Teacher of the Department of International Law, Moscow State University. Lomonosov and the sanctions expert Sergei Glandin believes that the situation is ambiguous. "From the point of view of Swiss law, such actions (the blocking of Vekselberg's accounts - Forbes) are illegal. From the point of view of American law, which includes sanctions regulation, - are legitimate, "- he explains. According to the expert, Vekselberg really has chances to win a court in Switzerland. "Only the decision of the court will be solomon," adds Forbes, and explains: "It is very likely that the court formally recognizes the banks as violating the rights of the client, and denial of service with reference to US sanctions is illegal. But the most significant will still be the issue of compensation for losses. "Here, referring to the doctrine of financial and economic viability (survival) of the bank, the court most likely will not charge Vekselberg any significant sums. Banks will be covered by expert opinions of prominent economists and lawyers and will be able to prove to the court that failure to comply with US sanctions requirements is fraught with huge fines for the bank, disconnection from the dollar system and, ultimately, survival ", concludes Glandin.

The blockade affected not only Vekselberg's personal accounts.

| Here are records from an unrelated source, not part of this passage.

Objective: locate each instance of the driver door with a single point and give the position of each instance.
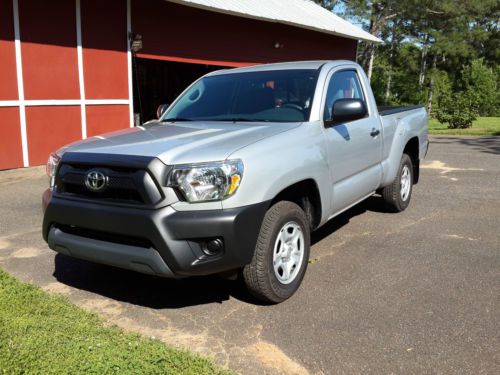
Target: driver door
(354, 148)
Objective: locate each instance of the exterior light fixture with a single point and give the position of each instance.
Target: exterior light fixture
(135, 42)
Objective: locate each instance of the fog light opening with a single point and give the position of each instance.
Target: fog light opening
(213, 247)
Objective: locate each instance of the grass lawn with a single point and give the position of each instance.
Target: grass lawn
(43, 334)
(482, 126)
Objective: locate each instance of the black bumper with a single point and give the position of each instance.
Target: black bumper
(160, 241)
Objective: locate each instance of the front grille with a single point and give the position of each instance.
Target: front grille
(104, 236)
(124, 185)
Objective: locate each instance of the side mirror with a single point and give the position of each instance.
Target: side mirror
(345, 110)
(161, 110)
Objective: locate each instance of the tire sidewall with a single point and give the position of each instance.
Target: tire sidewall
(295, 214)
(405, 160)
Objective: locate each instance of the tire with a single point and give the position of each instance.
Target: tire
(398, 194)
(283, 244)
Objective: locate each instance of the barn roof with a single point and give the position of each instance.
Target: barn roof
(299, 13)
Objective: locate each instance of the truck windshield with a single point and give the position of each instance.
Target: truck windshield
(269, 96)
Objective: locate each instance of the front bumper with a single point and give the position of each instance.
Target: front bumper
(161, 241)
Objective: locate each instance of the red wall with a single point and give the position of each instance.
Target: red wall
(11, 155)
(49, 128)
(177, 32)
(48, 35)
(171, 32)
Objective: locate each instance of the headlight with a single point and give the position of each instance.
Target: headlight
(51, 169)
(207, 181)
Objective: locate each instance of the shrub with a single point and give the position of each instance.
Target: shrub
(458, 110)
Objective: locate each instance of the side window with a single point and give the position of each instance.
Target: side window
(343, 85)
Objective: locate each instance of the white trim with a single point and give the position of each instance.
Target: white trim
(79, 54)
(56, 102)
(129, 64)
(107, 101)
(20, 83)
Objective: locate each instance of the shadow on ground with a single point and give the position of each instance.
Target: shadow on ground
(490, 145)
(160, 293)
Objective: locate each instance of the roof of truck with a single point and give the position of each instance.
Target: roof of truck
(316, 64)
(299, 13)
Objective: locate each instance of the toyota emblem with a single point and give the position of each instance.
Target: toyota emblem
(96, 181)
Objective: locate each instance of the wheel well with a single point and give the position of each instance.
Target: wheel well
(305, 194)
(412, 149)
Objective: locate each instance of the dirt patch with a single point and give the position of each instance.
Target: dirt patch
(4, 244)
(57, 288)
(272, 356)
(26, 252)
(108, 308)
(444, 168)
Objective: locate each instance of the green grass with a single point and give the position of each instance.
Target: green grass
(482, 126)
(43, 334)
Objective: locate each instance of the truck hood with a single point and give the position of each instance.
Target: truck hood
(182, 142)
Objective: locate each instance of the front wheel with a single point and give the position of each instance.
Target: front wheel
(281, 254)
(398, 194)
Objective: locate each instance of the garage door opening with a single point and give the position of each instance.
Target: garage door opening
(160, 82)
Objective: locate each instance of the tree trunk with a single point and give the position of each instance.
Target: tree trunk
(371, 57)
(431, 87)
(423, 63)
(388, 88)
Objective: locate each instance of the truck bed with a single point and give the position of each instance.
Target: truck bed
(388, 110)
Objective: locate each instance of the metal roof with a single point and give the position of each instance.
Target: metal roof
(299, 13)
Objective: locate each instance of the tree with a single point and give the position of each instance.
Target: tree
(482, 81)
(458, 111)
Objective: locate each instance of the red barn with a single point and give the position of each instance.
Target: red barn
(72, 69)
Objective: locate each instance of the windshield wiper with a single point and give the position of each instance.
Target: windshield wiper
(176, 119)
(241, 119)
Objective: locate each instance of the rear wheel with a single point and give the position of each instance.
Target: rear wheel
(281, 254)
(398, 194)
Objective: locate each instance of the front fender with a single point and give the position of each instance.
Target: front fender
(277, 162)
(408, 125)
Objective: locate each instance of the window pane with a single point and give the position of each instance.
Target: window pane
(280, 96)
(343, 85)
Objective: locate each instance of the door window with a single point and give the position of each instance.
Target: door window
(343, 85)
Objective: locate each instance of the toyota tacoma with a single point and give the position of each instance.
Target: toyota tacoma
(234, 175)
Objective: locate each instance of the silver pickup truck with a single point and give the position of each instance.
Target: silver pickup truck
(234, 175)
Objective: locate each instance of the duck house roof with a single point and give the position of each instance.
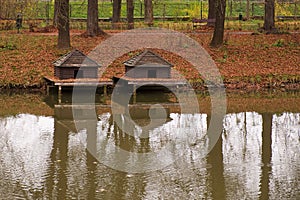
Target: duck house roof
(147, 58)
(75, 58)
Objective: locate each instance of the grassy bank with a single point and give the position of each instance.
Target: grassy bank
(246, 61)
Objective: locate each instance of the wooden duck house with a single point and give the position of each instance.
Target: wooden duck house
(75, 65)
(148, 65)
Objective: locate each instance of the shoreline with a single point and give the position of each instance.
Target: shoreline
(197, 86)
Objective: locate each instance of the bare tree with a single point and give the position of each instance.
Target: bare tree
(93, 28)
(63, 24)
(130, 14)
(116, 12)
(269, 22)
(211, 12)
(148, 12)
(218, 35)
(55, 15)
(248, 10)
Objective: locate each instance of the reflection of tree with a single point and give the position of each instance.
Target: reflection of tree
(266, 155)
(91, 161)
(215, 159)
(58, 163)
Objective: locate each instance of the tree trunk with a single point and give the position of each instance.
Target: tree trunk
(130, 14)
(116, 12)
(269, 24)
(218, 35)
(248, 10)
(55, 16)
(148, 12)
(63, 25)
(92, 19)
(211, 12)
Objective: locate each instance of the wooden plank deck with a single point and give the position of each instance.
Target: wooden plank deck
(78, 82)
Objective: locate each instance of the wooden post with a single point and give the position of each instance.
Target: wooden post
(134, 94)
(105, 90)
(59, 94)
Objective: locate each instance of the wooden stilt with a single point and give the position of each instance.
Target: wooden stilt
(59, 94)
(134, 94)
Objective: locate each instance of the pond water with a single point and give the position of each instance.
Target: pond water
(44, 153)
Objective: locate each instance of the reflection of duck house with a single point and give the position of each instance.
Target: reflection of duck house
(148, 68)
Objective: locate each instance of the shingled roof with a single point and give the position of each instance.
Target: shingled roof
(147, 58)
(75, 58)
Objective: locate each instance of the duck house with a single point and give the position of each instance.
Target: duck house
(148, 65)
(75, 65)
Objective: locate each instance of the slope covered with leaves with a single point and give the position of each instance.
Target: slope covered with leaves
(244, 61)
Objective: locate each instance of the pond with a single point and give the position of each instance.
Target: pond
(46, 155)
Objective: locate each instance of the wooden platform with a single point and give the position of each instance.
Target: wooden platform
(53, 81)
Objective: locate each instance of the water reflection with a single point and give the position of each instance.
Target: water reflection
(257, 156)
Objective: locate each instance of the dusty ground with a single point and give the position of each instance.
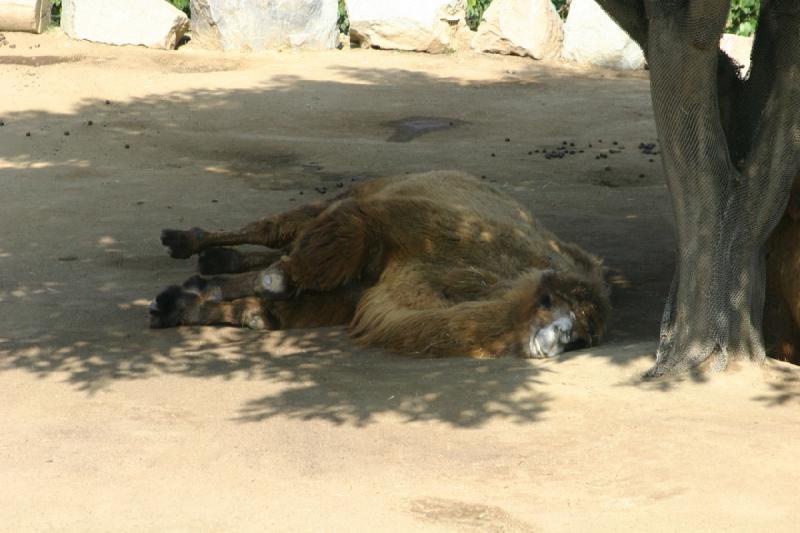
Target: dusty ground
(108, 426)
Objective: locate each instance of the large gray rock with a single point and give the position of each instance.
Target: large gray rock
(254, 25)
(520, 27)
(433, 26)
(153, 23)
(592, 37)
(24, 15)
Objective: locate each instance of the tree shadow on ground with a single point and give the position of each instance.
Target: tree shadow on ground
(83, 259)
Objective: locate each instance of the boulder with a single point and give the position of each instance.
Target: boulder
(737, 48)
(24, 15)
(592, 37)
(433, 26)
(255, 25)
(520, 27)
(152, 23)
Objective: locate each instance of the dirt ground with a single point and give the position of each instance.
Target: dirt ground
(109, 426)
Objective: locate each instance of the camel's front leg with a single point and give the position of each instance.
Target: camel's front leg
(723, 213)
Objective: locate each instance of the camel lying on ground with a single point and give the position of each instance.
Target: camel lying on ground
(435, 264)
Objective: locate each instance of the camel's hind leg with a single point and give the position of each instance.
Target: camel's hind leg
(176, 306)
(276, 231)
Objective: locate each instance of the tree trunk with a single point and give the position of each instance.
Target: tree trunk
(730, 150)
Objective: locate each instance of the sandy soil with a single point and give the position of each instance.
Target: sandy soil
(108, 426)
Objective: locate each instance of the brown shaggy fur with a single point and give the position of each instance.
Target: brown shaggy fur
(434, 264)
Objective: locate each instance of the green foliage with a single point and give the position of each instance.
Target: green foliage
(475, 9)
(562, 7)
(743, 17)
(343, 23)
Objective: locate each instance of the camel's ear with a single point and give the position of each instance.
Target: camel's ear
(793, 210)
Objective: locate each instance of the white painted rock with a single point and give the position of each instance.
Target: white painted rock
(433, 26)
(592, 37)
(520, 27)
(737, 48)
(24, 15)
(255, 25)
(152, 23)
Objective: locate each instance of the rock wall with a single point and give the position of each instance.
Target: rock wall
(433, 26)
(254, 25)
(520, 27)
(592, 37)
(152, 23)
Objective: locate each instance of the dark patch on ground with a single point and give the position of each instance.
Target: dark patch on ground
(407, 129)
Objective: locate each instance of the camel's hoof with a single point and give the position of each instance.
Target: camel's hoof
(551, 340)
(274, 282)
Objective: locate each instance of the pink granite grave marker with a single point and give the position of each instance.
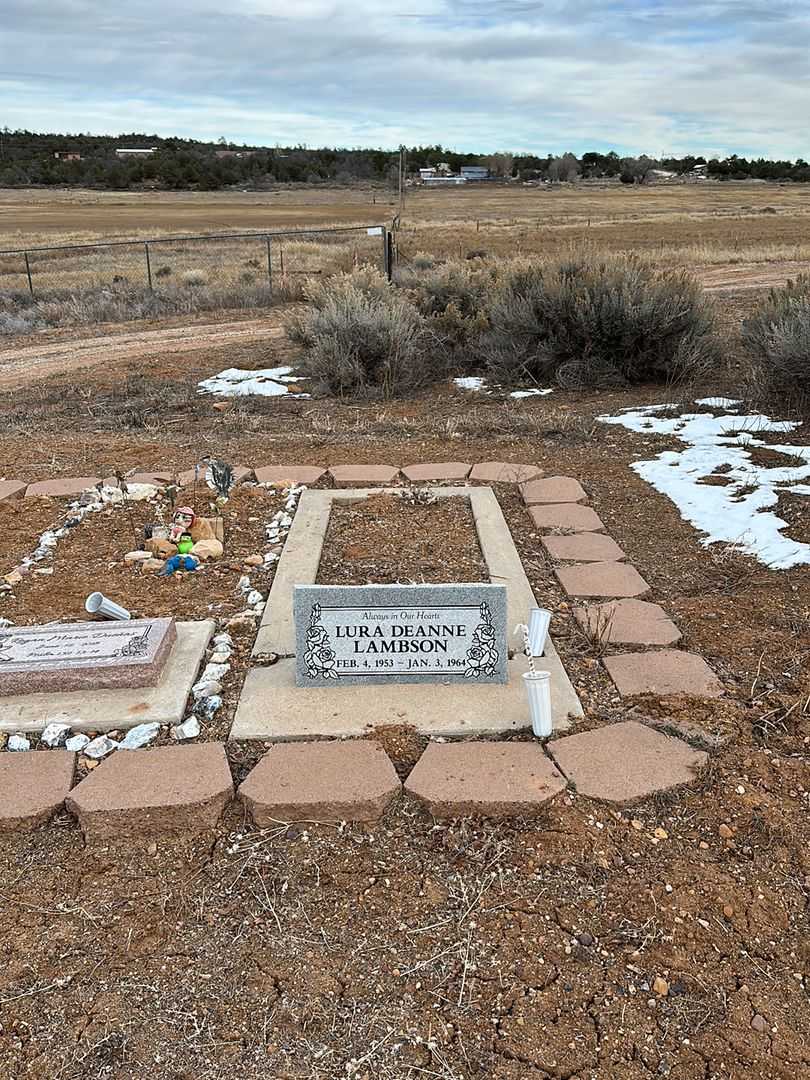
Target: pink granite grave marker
(84, 656)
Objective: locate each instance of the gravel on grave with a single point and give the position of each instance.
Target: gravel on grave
(388, 540)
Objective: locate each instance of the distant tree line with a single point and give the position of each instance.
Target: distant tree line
(30, 159)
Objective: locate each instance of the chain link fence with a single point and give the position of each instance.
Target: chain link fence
(219, 261)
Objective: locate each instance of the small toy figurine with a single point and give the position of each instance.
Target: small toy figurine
(184, 559)
(185, 523)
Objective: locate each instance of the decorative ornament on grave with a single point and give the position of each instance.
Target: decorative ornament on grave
(538, 683)
(187, 526)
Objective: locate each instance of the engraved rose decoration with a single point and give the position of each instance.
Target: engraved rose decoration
(482, 657)
(319, 658)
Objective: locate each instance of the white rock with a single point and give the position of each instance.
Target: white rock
(206, 706)
(77, 743)
(189, 729)
(214, 673)
(99, 747)
(139, 736)
(205, 689)
(55, 733)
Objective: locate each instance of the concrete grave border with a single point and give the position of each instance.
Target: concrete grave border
(271, 706)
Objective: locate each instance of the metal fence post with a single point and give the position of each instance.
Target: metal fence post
(28, 271)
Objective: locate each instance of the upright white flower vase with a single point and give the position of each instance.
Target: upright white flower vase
(539, 621)
(538, 688)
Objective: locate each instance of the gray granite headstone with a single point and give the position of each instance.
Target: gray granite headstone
(377, 634)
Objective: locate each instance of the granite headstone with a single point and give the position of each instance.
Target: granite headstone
(84, 656)
(379, 634)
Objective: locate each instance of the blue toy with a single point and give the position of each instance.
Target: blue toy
(179, 563)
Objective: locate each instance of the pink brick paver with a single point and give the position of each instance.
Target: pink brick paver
(583, 548)
(289, 474)
(441, 470)
(240, 473)
(552, 489)
(324, 781)
(59, 488)
(665, 671)
(11, 489)
(503, 472)
(624, 761)
(146, 792)
(568, 516)
(629, 622)
(496, 780)
(602, 579)
(32, 786)
(351, 475)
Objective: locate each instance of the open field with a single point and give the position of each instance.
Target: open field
(466, 949)
(693, 224)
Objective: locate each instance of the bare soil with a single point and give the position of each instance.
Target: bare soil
(388, 540)
(92, 557)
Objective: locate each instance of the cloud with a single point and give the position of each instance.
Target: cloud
(652, 76)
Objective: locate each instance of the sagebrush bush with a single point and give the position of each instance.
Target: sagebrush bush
(463, 285)
(596, 322)
(362, 336)
(777, 337)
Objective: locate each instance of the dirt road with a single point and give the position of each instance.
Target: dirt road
(28, 363)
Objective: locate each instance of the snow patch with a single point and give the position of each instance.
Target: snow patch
(471, 382)
(737, 511)
(476, 382)
(264, 382)
(536, 392)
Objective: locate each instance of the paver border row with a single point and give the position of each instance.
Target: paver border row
(632, 584)
(505, 472)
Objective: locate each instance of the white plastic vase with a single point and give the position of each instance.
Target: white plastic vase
(539, 621)
(97, 604)
(538, 688)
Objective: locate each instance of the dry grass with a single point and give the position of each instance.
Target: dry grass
(702, 223)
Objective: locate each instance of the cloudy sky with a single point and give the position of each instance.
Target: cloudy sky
(656, 76)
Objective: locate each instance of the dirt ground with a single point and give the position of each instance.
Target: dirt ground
(387, 540)
(516, 950)
(520, 950)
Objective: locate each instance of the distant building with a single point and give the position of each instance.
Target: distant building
(475, 172)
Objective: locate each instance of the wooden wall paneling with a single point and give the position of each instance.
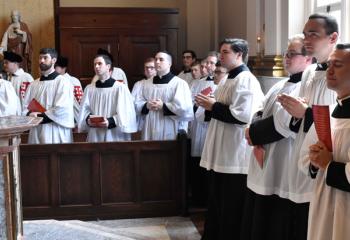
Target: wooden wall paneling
(55, 179)
(131, 34)
(118, 178)
(121, 18)
(75, 179)
(36, 178)
(102, 180)
(96, 179)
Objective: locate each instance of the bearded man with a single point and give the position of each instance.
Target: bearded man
(50, 97)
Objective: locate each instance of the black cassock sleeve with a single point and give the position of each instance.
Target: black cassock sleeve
(263, 131)
(336, 176)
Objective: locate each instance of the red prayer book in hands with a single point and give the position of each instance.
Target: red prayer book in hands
(35, 106)
(96, 119)
(206, 91)
(323, 125)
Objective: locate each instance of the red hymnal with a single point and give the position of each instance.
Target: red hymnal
(35, 106)
(206, 91)
(322, 125)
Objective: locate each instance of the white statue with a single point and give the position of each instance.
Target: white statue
(18, 39)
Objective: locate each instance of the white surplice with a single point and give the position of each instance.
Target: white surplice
(271, 179)
(115, 101)
(20, 81)
(329, 212)
(136, 88)
(9, 101)
(198, 128)
(177, 97)
(225, 148)
(314, 89)
(56, 96)
(78, 94)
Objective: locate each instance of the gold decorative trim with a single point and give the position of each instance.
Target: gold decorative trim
(270, 65)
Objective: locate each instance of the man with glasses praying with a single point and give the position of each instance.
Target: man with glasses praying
(188, 57)
(164, 102)
(267, 184)
(225, 150)
(294, 116)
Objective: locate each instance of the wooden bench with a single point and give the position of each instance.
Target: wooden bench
(104, 180)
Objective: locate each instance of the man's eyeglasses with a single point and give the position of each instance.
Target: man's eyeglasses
(291, 54)
(219, 72)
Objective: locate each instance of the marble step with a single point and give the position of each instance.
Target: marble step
(62, 230)
(169, 228)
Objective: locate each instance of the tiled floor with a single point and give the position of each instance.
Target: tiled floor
(169, 228)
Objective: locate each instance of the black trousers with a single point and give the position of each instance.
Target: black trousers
(225, 206)
(198, 183)
(273, 218)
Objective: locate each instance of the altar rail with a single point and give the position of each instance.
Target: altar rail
(103, 180)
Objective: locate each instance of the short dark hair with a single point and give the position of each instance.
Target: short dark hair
(193, 54)
(105, 57)
(51, 51)
(218, 64)
(168, 54)
(330, 23)
(343, 46)
(237, 45)
(150, 59)
(196, 63)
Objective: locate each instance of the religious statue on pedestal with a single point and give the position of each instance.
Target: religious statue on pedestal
(18, 39)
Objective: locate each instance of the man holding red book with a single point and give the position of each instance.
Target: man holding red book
(50, 97)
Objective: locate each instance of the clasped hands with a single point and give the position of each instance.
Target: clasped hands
(103, 124)
(319, 155)
(155, 105)
(204, 101)
(295, 106)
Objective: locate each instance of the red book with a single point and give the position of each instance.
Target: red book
(35, 106)
(96, 119)
(322, 125)
(206, 91)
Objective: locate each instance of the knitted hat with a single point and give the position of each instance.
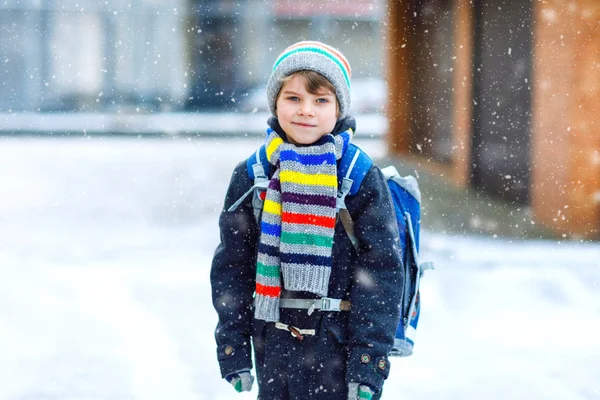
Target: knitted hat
(312, 56)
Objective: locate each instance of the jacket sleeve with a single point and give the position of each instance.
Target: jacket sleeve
(376, 290)
(233, 277)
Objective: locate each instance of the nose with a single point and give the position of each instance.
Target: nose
(306, 109)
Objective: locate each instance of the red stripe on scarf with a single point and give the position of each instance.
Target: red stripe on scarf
(270, 291)
(291, 218)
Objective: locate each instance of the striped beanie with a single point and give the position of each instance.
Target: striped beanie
(312, 56)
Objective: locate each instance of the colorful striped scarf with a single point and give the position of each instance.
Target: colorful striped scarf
(298, 220)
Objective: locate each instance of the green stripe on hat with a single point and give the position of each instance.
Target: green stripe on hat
(318, 51)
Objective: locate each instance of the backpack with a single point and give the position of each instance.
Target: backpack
(406, 198)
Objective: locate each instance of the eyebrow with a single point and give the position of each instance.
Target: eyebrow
(326, 93)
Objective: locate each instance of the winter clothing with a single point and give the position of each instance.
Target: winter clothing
(312, 56)
(298, 220)
(348, 347)
(357, 392)
(241, 381)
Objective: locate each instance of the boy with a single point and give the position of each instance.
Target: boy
(268, 278)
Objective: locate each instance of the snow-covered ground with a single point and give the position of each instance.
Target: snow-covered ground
(105, 246)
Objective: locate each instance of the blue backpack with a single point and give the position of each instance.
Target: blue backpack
(406, 197)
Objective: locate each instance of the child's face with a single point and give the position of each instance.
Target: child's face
(305, 117)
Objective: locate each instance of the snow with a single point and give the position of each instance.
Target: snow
(105, 247)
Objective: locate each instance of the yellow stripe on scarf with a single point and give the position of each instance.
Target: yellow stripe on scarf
(308, 179)
(275, 143)
(272, 207)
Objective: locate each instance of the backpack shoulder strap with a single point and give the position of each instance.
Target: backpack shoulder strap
(353, 168)
(257, 164)
(258, 168)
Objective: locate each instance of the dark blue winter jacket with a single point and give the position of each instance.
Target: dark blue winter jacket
(371, 280)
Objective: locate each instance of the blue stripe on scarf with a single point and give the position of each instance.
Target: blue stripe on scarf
(307, 159)
(268, 250)
(271, 229)
(295, 258)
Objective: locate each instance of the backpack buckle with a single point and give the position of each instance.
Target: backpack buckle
(329, 304)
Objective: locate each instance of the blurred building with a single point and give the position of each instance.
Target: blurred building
(504, 96)
(89, 55)
(86, 55)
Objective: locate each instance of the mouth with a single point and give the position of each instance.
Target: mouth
(304, 124)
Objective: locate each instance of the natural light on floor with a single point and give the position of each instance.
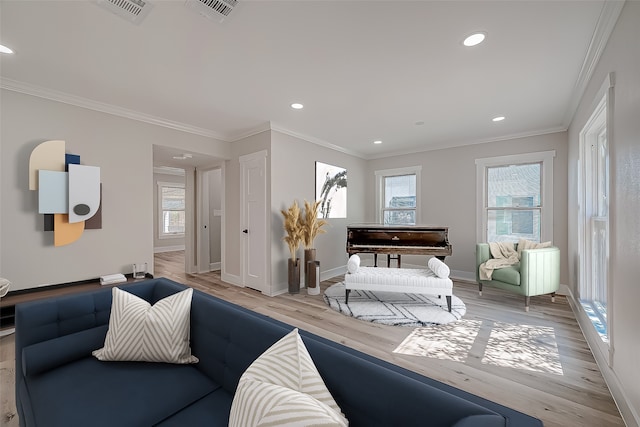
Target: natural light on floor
(516, 346)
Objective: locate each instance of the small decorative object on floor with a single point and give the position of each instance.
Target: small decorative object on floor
(394, 308)
(140, 270)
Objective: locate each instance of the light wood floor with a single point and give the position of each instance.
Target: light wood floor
(536, 362)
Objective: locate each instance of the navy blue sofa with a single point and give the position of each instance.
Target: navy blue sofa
(59, 383)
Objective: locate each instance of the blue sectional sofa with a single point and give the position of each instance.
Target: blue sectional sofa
(59, 382)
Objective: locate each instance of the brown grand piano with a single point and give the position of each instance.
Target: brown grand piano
(398, 240)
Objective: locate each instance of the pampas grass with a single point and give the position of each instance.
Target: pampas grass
(310, 224)
(292, 228)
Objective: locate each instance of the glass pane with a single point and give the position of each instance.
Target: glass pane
(173, 198)
(506, 225)
(514, 186)
(404, 217)
(173, 222)
(400, 191)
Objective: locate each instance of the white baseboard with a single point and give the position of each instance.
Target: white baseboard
(160, 249)
(231, 278)
(463, 276)
(629, 414)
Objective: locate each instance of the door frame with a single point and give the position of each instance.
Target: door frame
(202, 256)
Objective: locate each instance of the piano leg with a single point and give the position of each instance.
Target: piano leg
(390, 257)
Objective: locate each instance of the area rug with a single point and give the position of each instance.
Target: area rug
(396, 309)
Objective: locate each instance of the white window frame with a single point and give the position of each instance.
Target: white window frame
(546, 198)
(380, 177)
(161, 233)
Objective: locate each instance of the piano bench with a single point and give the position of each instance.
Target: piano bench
(403, 280)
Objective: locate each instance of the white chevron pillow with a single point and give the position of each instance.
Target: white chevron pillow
(286, 364)
(267, 404)
(143, 333)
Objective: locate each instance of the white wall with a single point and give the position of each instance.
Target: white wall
(162, 245)
(622, 57)
(448, 193)
(293, 178)
(122, 148)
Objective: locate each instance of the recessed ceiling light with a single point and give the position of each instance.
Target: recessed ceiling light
(474, 39)
(4, 49)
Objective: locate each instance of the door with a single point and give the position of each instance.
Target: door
(254, 221)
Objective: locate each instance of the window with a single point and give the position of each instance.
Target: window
(594, 290)
(515, 196)
(171, 204)
(397, 196)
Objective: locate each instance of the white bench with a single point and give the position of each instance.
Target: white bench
(403, 280)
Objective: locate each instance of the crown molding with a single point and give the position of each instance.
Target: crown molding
(168, 170)
(78, 101)
(604, 27)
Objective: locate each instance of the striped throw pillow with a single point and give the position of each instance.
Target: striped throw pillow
(143, 333)
(257, 403)
(286, 364)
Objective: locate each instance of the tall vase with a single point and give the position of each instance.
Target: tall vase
(309, 255)
(294, 276)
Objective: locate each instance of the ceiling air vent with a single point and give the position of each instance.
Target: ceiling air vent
(131, 10)
(212, 9)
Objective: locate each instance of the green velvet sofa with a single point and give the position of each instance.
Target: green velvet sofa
(537, 273)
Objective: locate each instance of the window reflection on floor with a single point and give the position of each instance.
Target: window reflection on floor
(516, 346)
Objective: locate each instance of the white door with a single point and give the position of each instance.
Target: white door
(254, 221)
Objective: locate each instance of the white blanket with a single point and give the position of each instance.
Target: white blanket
(504, 255)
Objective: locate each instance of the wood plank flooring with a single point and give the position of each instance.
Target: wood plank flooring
(536, 362)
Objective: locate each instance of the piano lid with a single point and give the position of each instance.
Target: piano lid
(376, 226)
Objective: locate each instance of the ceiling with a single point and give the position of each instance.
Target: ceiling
(393, 71)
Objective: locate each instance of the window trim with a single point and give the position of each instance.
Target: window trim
(546, 199)
(385, 173)
(161, 233)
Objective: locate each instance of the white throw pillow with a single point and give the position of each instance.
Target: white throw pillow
(144, 333)
(287, 364)
(353, 264)
(439, 268)
(258, 403)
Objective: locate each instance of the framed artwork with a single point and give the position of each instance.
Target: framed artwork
(331, 190)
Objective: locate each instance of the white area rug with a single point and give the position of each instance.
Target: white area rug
(397, 309)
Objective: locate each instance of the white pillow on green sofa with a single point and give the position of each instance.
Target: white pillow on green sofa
(286, 364)
(139, 332)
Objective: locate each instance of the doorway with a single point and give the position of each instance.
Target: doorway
(190, 165)
(254, 222)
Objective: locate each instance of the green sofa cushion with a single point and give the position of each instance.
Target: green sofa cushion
(509, 274)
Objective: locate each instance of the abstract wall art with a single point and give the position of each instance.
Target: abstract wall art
(69, 193)
(331, 190)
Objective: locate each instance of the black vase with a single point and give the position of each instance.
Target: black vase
(294, 276)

Schweiz am Wochenende argues that for several days a number of banks including UBS and Credit Suisse have denied the Russian billionaire access to large stakes in Swiss industrial companies Sulzer, OC Oerlikon and Schmolz + Bickenbach. The shares were pledged as collateral for two loans worth more than 1 billion Swiss francs, which Vekselberg received from a group of western banks including JPMorgan, UBS and Credit Suisse. After the introduction of sanctions in April, Vekselberg had to repay these loans ahead of schedule. After the repayment of loans, industrial assets were finally released from bail, the Forbes source in Renova specified. Before that, Finance Minister Anton Siluanov told reporters that Renova received state support, but declined to say which. As was later clarified in the Finance Ministry, it was a question of Promsvyazbank (PSB) loan on market terms. Renova's press secretary Andrei Storch confirmed this information to the Swiss publication: "We have never intended to apply for financial assistance to the Russian state. Accordingly, we have not received such assistance. " He specified that loans were issued on "market terms".